1.3. Рок-поэзия в «культуре перестройки»

Сегодня, когда от этих событий нас отделяет известная временная дистанция, все яснее видно, что «революция перестройки» была великой риторической революцией. Это была не социальная революция, но «революция фразы», разрушение устаревшего фасада, борьба всего общества с окаменелой идеологией, а не борьба класса против класса. Поэтому она была бескровной и произвела массу печатной продукции. Параллельно с пристальным вниманием к року происходит легализация других запрещенных прежде форм культуры — реабилитация бардовской песни, в первую очередь Галича, Высоцкого, диссидентской литературы, кинематографа (Тарковский) и т. д. Вся эта огромная, плохо переработанная масса информации была сумбурно подана, очень поверхностно, по-журналистски исследована. При этом разное происхождение и разные задачи всех этих явлений даже не принимались во внимание. Эта «культура перестройки» включала в себя массу разнородных явлений, сваленных в кучу и обобщенных по признаку запрета или новизны. В один ряд ставятся явления различного порядка, которые плохо стыкуются между собой.

Усилиями журналистов устанавливается связь между реформами и этим культурным конгломератом. Во многих субкультурах, включенных в этот конгломерат, их внутренняя интенция расходится с перестроечной реформистской ориентацией, которая им приписывается и прививается прессой[43].

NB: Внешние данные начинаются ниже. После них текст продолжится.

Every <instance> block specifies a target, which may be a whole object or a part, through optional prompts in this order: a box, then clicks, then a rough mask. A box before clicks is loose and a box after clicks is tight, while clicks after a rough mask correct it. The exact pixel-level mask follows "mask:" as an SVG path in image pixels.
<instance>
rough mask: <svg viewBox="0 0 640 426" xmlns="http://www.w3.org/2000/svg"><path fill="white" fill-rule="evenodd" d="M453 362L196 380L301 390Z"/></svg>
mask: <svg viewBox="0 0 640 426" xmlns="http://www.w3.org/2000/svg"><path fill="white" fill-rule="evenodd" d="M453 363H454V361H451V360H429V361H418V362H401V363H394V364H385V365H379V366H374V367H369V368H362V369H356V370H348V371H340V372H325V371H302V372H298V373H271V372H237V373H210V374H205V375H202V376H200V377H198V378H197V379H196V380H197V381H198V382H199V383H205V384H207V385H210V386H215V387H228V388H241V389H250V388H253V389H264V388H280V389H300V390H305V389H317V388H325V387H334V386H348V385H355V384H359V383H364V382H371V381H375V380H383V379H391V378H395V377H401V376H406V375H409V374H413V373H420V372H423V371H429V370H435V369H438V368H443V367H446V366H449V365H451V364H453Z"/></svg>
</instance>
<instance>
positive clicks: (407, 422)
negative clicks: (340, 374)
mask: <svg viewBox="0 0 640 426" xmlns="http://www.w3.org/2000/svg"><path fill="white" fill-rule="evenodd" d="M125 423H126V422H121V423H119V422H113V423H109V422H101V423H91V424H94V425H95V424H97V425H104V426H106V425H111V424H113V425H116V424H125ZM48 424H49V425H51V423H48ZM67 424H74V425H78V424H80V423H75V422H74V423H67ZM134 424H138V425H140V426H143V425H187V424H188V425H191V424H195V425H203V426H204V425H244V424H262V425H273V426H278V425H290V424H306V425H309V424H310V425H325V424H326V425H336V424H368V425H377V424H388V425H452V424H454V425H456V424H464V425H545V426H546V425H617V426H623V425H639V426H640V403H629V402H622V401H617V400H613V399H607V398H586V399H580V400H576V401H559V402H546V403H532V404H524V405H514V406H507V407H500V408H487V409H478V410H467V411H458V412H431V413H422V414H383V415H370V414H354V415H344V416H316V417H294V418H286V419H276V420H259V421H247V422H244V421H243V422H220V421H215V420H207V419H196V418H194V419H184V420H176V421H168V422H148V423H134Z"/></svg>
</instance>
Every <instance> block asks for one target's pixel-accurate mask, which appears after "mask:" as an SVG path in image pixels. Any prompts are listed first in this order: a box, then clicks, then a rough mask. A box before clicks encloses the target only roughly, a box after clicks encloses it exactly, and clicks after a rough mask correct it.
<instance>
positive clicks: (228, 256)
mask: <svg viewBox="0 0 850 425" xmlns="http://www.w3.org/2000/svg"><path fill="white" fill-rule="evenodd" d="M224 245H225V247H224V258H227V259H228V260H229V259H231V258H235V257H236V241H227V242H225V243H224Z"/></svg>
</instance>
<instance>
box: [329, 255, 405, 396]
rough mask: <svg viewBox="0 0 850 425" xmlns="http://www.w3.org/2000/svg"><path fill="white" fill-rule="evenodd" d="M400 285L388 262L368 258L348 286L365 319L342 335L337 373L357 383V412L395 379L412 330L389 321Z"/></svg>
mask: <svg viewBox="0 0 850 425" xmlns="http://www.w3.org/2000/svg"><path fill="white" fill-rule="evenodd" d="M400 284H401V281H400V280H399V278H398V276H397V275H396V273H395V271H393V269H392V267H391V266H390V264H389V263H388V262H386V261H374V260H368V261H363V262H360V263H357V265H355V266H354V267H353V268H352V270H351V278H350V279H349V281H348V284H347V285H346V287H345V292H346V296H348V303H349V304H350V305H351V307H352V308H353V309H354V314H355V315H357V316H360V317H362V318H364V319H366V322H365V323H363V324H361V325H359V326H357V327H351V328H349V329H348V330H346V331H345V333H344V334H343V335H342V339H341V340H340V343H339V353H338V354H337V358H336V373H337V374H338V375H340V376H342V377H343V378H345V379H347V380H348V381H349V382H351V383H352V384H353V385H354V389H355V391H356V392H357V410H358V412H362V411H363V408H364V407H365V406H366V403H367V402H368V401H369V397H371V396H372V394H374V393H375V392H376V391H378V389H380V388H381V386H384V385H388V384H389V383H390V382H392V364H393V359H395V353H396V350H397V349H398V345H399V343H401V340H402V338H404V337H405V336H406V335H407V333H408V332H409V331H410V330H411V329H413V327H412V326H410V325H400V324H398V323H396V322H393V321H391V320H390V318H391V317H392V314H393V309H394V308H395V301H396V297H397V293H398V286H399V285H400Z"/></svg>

Появляется лавина публикаций о «неформальных объединениях молодежи». Посредством масс-медиа создается «вторичный миф», часто выдумывается то, чего не было. Прежде всего, это создание мифа о политизированной, ангажированной, демократически настроенной молодежи, находящейся в оппозиции к режиму. Рок-музыка, получив доступ к масс-медиа, превращается в контркультуру, в «песни борьбы и протеста». Именно тогда рок начинает использоваться определенными силами в качестве тарана, орудия разрушения и трактоваться как альтернатива официальной культуре и оппозиция общественному строю.

Происходит разделение рок-музыки на «фракции», «лагеря» (рокеры, панки, металлисты и т. д.). Это оказывает обратное воздействие на молодежь, которая начинает ассоциировать себя с тем или иным лагерем, разбиваться на кланы.

Итак, основной отличительной чертой контркультуры оказывается ее ангажированность. Однако необходимо понимать, что этот термин в приложении к рок-культуре в большей степени выражает общественное восприятие рока, нежели внутренние интенции рок-культуры. Осознание рока как контркультуры произошло в результате возникновения «вторичной мифологии», которая оказала ретроактивное воздействие на бывшую субкультуру. В итоге часть рок-музыкантов уверовала в то, что борьба с социальными институтами является их предназначением. Возникают открыто ангажированные группы, которые делают контркультурную функцию своим знаменем — «Телевизор», «Алиби».

Множество других групп с совершенно иной эстетической платформой также отдает дань этим настроениям: песни «Кино» (например, «Мы ждем перемен»), «Аквариума» («Поезд в огне») «Nautilus Pompilius’а» («Скованные»), «ДДТ» (альбомы «Время», «Оттепель»). «Алисы» («Солнце встает», «Тоталитарный рэп», «Новая кровь»).

Искусственно создаваемый образ политизированных левых сил молодежи отвечает политическим задачам околоперестроечных демократических сил — идет процесс искусственного формирования «революционных молодежных масс». Рок из подвалов и квартир перемещается на стадионы. Стадионный рок отличает атмосфера уличного митинга, эти концерты делаются в духе «эстетики массовок"[29].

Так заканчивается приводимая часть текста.